宮益坂、道玄坂、スペイン坂…数々の坂に囲まれる街・渋谷。すり鉢状の地形の中心、渋谷駅の足元は人びとの喧騒にあふれ、頭上にはビル群がひしめく。
本展は、ものの修復をテーマに制作を続けるアーティスト・青野文昭が、地形と建物によってかたどられた渋谷の谷底を流れる人や金、欲望、エネルギーなどのさまざまなモノから着想を得て制作した43点の新作を展示している。

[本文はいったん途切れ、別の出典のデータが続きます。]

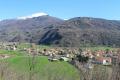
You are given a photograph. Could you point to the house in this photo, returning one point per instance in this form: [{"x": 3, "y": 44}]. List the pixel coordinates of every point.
[{"x": 104, "y": 60}]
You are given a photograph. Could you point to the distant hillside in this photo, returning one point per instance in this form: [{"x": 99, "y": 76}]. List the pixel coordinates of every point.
[{"x": 78, "y": 31}]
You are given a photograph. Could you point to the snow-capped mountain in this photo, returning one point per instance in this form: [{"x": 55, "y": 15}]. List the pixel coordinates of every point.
[{"x": 33, "y": 15}]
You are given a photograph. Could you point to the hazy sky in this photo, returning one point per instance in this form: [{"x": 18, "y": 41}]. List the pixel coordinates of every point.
[{"x": 65, "y": 9}]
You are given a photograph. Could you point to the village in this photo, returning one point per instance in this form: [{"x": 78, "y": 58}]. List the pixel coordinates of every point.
[{"x": 102, "y": 57}]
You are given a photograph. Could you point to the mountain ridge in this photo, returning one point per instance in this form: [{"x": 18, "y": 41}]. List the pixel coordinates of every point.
[{"x": 48, "y": 30}]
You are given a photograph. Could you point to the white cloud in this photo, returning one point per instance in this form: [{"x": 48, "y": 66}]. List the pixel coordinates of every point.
[{"x": 33, "y": 15}]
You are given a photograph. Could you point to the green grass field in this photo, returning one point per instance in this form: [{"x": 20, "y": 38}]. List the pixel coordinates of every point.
[{"x": 19, "y": 69}]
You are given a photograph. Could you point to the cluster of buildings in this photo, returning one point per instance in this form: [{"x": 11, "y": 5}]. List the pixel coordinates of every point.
[
  {"x": 104, "y": 57},
  {"x": 8, "y": 45}
]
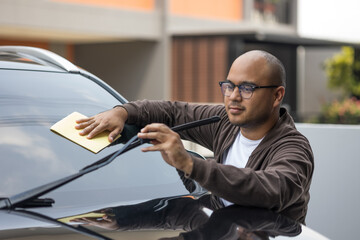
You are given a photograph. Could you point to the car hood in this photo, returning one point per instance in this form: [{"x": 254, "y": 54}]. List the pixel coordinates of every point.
[{"x": 183, "y": 217}]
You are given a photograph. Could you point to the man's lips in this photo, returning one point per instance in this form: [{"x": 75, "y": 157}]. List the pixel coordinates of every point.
[{"x": 236, "y": 109}]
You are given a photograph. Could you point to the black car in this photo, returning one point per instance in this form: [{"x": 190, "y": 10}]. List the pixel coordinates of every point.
[{"x": 51, "y": 188}]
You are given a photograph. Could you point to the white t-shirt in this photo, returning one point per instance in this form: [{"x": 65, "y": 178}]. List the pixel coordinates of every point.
[{"x": 239, "y": 153}]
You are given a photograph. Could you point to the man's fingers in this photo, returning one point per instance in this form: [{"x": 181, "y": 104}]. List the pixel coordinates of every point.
[
  {"x": 114, "y": 134},
  {"x": 94, "y": 130}
]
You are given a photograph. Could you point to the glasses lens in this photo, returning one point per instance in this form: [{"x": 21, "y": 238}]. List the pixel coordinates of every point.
[
  {"x": 246, "y": 91},
  {"x": 227, "y": 89}
]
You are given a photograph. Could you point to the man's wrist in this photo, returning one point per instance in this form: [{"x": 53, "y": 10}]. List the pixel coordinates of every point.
[
  {"x": 188, "y": 167},
  {"x": 121, "y": 111}
]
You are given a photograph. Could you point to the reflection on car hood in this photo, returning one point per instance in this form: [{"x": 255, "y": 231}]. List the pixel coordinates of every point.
[{"x": 165, "y": 218}]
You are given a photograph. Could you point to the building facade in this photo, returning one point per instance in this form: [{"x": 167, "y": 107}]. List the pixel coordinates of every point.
[{"x": 166, "y": 49}]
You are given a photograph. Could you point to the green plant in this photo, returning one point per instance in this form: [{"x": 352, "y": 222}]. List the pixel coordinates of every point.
[{"x": 341, "y": 112}]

会場には、青野が渋谷を巡り収集した家具やごみなどの不用品を組み合わせて制作したオブジェ、ドローイングなどが並ぶ。1階の吹抜け空間には、複数の箪笥を積み上げた高さ約4.5mのオブジェ「なおす・合体代用・連置・集積『谷間に生えだす──とあるビルのおもかげ・渋谷』2021~2022」がそびえるfig.1。箪笥に空けた小窓からは人型の木板が覗き、壁に囲まれたオブジェの背面では、路地裏に机を置いて人が談笑する様子が再現されるfig.2。2階の展示スペースには書籍をくり抜きビル群に見立てたオブジェfig.3や、新聞の欠片を補完するように筆を加え、街の風景を描いたドローイングfig.4などが展示される。

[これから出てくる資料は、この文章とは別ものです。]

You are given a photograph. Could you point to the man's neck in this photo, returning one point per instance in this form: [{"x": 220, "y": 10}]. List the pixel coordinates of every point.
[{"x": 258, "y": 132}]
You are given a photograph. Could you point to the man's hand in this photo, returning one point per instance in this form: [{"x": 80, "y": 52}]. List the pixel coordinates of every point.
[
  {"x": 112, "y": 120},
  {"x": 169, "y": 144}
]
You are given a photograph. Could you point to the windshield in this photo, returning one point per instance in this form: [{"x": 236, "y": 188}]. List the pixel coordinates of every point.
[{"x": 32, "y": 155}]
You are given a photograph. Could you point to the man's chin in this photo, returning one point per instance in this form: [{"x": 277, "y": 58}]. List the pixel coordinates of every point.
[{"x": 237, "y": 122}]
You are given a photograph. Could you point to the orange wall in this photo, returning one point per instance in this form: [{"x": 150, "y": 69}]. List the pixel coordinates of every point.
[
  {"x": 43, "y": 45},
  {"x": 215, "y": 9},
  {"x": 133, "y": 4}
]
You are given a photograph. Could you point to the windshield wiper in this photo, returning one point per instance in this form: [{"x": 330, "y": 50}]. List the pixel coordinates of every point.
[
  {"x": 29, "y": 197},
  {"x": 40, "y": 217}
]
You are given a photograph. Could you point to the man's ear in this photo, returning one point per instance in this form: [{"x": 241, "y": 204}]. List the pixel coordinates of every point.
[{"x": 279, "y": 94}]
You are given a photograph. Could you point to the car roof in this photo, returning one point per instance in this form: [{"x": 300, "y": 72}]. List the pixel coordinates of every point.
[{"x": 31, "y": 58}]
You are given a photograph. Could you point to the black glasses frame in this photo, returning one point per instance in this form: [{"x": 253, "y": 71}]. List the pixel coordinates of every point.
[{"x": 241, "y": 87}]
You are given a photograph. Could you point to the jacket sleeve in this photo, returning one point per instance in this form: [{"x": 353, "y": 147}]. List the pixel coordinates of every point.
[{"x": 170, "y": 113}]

生み出し、増殖し、さらに何ものかを引き寄せ、破棄する。終わらないサイクルの中の盛衰。様々な情報や広告看板を草花の様に芽吹かせ、人々の視線や欲望を誘発し吸収しまとわりつかせながら、それらを養分として伸びあがる―縦に立つ・建つモノ―「タテモノ」。例えば街の雑多なビルディングは、そうした循環を視覚化してくれているようでもある。(展示ステートメントより)
と青野は説く。
街の廃棄物より立ち上がった本展の作品群は、成長を続ける都市を横目に、都市のサイクルからはみ出したモノたちに、青野が手向けた墓標のように感じられる。
都市生活の背後で、密かに終わりを迎えるモノがいる。そのモノも含めて、都市は総体としてあるという現実を突きつけられるかのような展示であった。